Comparing Four Different Types of Heroes

            Since the terrible attacks on the United States on September 11, 2001, the actions of New York City's police officers and firefighters have given us one definition of a hero: they ran in the doomed buildings trying to save people while everyone else ran out. That tragic event illustrated that a heroic person often does not know where his or her actions will lead.

             Don Quixote would be an example of a hero who courageously enters a dangerous situation without knowing what the outcome will be. Don Quixote was delusional of course, but he believed in his artificially constructed persona and repeatedly showed no hesitation when charging, sometimes literally, into trouble, with the goal of saving someone or righting some wrong. His encounter with the windmill demonstrates the kinds of events that typically happen to heroes. Convinced that the windmill is an evil giant, he gallops toward it. He gets caught in its blades and thrashed quite soundly. Afterward he rationalizes that the giant magically turned himself into a windmill because that's what it would take to defeat such a great knight. Quixote has not anticipated the difference between the ideal battles in his head and the realities of battles with other men.

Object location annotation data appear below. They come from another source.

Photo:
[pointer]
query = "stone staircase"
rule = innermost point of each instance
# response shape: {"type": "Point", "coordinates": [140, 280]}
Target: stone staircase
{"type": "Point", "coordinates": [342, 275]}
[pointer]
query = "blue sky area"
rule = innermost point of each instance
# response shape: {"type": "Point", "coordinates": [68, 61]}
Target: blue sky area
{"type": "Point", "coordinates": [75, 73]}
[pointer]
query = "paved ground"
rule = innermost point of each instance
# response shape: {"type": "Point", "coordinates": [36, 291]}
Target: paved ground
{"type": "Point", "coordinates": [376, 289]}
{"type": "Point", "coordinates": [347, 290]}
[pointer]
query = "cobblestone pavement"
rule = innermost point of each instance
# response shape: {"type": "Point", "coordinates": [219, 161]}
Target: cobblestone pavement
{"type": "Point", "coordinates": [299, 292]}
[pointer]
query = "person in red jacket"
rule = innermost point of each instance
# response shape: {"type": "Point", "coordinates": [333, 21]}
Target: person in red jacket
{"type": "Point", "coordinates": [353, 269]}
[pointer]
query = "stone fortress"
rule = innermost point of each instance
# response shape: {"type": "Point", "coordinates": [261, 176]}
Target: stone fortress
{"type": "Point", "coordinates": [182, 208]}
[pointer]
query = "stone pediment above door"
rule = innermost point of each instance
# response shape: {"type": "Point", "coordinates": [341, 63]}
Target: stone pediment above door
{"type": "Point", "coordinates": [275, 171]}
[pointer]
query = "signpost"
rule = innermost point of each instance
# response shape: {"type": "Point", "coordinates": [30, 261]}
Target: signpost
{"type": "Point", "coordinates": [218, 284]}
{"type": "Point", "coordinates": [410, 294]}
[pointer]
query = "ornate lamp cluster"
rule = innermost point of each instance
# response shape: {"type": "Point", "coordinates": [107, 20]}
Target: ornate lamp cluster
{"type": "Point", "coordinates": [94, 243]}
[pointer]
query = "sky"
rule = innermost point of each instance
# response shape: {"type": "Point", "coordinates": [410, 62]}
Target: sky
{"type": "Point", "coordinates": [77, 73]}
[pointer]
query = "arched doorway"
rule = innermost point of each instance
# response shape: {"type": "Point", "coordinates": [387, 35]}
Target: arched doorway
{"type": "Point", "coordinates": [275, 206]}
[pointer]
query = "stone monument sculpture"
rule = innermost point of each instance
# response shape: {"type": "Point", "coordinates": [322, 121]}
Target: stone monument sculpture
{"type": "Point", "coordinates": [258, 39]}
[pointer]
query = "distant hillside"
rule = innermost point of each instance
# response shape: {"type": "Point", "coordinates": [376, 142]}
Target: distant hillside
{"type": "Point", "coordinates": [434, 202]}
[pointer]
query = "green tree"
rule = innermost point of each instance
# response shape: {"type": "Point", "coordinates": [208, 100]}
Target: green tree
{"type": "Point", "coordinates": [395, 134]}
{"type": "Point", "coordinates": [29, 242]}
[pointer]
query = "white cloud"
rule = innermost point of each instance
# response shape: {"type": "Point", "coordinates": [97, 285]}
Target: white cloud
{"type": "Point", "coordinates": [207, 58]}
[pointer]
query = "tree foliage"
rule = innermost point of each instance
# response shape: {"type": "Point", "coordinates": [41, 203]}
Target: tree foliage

             Othello, in Shakespeare's play Othello, the Moor of Venice, is a more realistic hero. He has been a great general and is thought of highly. It is his status as a war hero that makes it possible for him to marry the beautiful Desdemona. Othello surely recognized his battlefield decisions as important, but it did not occur to him that the issue of whom he should or should not promote would lead him to ruin. Othello has not anticipated the level of jealousy others might feel for his accomplishments. Cassio, who otherwise would probably have remained loyal to Othello, instead joins a plot to bring Othello down. Othello, who can read a battlefield well, does not see what is going on around him.